In [None]:
import pandas as pd
import numpy as np
pd.set_option('display.max_rows', 500)

# Import Tockler data

The input file is an Excel document that contains the following columns directly exported from Tockler: App, Type, Title, Begin, End.
It also contains an addition column called 'Activity' with the label of the project the entry corresponds to or with 'Interruption' if it corresponds to any other activity

In [None]:
tockler_data = pd.read_excel("tockler_log.xlsx")
tockler_data['Begin'] = pd.to_datetime(tockler_data['Begin'].dt.tz_localize('Europe/Amsterdam'))
tockler_data['End'] = pd.to_datetime(tockler_data['End'].dt.tz_localize('Europe/Amsterdam'))
tockler_data['Source'] = 'Tockler'

In [None]:
tockler_data

# Merge location data

We assume that folder_path points to a folder that contains the JSON files with the location information as exported from Google Maps

In [None]:
def from_location_to_df(json_data):
    data= {
    "Source": [],
    "Begin": [],
    "End": [],
    "Activity": [],
    "Title": [],
    "Location": [],
    "Duration": [],
    }

    conv = []    

    ls_actividades=json_data['timelineObjects']
    for act in ls_actividades:
        if 'activitySegment' in act:
            valores=act['activitySegment']
            fecha_inicio=pd.to_datetime(valores['duration']['startTimestamp'])
            fecha_fin=pd.to_datetime(valores['duration']['endTimestamp'])
            ubicacion=valores['activityType']
        else:
            valores = act['placeVisit']
            fecha_inicio=pd.to_datetime(valores['duration']['startTimestamp'], utc=True)
            fecha_fin=pd.to_datetime(valores['duration']['endTimestamp'], utc=True)
            location = valores['location']
            if 'name' in location:
                ubicacion = location['name']
            else:
                ubicacion = location['address']

        conv.append({
            'Source':'Google Location', 
            'Begin':fecha_inicio,
            'End':fecha_fin, 
            'Activity':'',
            'Title':'', 
            'Location':ubicacion,
            'Duration':pd.to_datetime(fecha_fin)-pd.to_datetime(fecha_inicio)
        }) 

    return pd.DataFrame(conv)

import os
import json

folder_path = 'Location data'

all_locations = []
for f in os.listdir(folder_path):
     full_path = os.path.join(folder_path, f)
     if os.path.isfile(full_path):
          print(f"Processing {f}")
          with open(full_path) as file_open:
              json_data = json.load(file_open)

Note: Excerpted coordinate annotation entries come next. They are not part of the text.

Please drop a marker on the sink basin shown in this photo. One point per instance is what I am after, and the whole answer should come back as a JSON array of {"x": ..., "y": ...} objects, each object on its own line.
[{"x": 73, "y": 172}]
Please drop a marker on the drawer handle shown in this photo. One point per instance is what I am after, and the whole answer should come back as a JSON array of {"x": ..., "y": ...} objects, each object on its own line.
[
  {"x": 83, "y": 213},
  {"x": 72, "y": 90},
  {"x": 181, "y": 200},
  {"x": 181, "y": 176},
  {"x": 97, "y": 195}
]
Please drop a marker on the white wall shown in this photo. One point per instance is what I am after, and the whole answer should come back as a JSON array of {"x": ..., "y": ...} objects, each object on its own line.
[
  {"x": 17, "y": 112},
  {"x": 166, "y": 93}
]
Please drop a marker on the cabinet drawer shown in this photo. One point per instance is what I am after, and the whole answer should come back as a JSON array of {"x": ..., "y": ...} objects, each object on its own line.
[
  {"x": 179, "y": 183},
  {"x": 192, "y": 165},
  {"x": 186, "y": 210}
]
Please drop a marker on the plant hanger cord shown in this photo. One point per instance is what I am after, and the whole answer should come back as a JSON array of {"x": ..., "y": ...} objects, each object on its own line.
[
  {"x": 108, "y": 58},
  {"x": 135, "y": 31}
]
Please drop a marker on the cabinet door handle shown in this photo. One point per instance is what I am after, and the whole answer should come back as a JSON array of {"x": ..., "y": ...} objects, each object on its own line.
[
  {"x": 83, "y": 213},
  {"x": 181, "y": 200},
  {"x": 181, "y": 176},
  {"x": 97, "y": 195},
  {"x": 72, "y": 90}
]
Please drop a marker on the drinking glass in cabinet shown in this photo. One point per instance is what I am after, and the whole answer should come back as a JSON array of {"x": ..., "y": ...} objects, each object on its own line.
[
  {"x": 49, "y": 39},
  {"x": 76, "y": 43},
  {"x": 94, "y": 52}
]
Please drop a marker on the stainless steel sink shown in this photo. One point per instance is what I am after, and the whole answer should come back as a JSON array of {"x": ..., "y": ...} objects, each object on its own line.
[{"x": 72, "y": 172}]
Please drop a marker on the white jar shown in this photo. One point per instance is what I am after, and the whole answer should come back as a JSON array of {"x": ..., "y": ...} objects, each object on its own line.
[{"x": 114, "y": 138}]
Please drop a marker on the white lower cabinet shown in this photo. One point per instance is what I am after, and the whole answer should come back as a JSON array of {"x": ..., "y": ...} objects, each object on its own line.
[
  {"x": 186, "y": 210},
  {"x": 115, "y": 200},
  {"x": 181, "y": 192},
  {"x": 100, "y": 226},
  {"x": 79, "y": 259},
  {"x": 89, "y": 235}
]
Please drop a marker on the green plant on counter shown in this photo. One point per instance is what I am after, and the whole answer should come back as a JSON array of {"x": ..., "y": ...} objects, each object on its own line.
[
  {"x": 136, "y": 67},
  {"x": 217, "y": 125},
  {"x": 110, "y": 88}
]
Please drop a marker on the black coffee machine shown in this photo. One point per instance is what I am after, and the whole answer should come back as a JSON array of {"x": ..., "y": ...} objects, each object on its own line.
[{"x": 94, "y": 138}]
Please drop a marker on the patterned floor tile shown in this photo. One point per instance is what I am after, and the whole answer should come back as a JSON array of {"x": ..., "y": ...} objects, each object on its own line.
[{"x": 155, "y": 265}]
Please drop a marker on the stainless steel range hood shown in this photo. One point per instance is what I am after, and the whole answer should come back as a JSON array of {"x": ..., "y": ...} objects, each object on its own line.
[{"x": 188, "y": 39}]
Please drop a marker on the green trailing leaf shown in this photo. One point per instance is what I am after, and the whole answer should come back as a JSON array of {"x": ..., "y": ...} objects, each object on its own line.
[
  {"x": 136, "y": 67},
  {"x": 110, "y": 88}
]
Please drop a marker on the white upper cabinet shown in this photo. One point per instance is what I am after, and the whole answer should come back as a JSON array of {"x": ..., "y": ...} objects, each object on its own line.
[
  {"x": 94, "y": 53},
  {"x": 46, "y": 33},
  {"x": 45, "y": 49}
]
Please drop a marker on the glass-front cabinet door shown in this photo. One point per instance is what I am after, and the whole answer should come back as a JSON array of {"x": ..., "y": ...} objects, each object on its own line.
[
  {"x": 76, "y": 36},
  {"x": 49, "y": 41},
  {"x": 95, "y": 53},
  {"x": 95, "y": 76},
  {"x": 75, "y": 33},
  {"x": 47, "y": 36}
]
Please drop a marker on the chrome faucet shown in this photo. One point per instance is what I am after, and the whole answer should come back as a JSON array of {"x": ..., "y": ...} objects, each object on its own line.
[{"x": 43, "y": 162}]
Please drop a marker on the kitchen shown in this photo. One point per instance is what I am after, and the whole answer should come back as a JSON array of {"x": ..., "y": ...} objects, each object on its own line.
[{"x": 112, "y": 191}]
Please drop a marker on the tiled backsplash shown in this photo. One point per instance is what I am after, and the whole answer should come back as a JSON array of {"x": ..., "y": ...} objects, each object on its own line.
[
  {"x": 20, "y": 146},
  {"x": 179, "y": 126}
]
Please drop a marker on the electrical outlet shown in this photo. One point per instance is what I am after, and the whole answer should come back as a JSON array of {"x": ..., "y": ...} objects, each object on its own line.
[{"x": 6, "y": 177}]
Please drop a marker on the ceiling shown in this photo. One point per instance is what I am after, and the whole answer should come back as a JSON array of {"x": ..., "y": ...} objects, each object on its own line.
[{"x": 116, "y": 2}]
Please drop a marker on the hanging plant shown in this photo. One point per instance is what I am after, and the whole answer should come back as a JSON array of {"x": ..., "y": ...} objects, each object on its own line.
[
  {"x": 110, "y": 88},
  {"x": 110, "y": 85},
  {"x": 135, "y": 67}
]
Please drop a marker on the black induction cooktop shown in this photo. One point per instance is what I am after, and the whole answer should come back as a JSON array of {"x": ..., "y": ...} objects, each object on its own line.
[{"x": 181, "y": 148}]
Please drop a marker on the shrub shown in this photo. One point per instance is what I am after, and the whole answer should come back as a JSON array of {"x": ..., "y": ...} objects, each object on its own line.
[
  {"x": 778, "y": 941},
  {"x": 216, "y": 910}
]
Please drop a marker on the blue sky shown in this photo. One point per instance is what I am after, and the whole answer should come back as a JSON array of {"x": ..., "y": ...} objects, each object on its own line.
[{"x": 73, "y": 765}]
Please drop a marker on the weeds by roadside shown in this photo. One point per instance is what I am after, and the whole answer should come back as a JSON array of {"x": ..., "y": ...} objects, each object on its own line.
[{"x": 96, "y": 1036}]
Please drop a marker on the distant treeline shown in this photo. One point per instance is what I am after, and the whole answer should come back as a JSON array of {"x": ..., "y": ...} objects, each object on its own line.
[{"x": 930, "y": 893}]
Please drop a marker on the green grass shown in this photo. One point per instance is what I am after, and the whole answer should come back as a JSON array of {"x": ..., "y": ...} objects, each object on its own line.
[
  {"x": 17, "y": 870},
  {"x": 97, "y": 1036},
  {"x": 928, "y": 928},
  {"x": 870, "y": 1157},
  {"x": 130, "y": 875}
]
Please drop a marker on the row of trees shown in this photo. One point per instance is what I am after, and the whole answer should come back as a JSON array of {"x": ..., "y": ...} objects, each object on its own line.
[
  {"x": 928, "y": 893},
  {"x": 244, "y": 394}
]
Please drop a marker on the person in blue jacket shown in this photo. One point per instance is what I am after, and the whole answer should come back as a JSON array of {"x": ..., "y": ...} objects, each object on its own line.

          all_locations.append(from_location_to_df(json_data))

df_location = pd.concat(all_locations).sort_values("Begin")

In [None]:
merged = pd.concat([tockler_data, df_location]).sort_values("Begin").reset_index(drop=True)
merged

In [None]:
locations_group = (~pd.isna(merged['Location'])).cumsum()
new_location = merged.groupby(locations_group)['Location'].transform('first')
location_start = merged.groupby(locations_group)['Begin'].transform('first')
location_end = merged.groupby(locations_group)['End'].transform('first')
apply_if = (location_start <= merged['Begin']) & (merged['Begin'] <= location_end)
merged.loc[apply_if, 'Location'] = new_location

In [None]:
dto = merged[merged['Source'] == 'Tockler'].copy().reset_index(drop=True)
dto['Begin'] = pd.to_datetime(dto['Begin'])
dto['End'] = pd.to_datetime(dto['End'])
dto

In [None]:
dto["Location"].value_counts()

In [None]:
# We discard all locations whose only recorded windows are NATIVE / NO_TITLE because they are likely to be incorrectly recorded
discard_location = (dto["App"] == "NATIVE").groupby(dto["Location"]).all()
locations_discarded = discard_location[discard_location].index.values
locations_discarded

In [None]:
dto = dto.drop(dto[dto["Location"].isin(locations_discarded)].index.values)

# Data preprocessing

In [None]:
# We use the timeout to consider the inactivity time in the log
INACTIVITY_THRESHOLD = pd.Timedelta("1m")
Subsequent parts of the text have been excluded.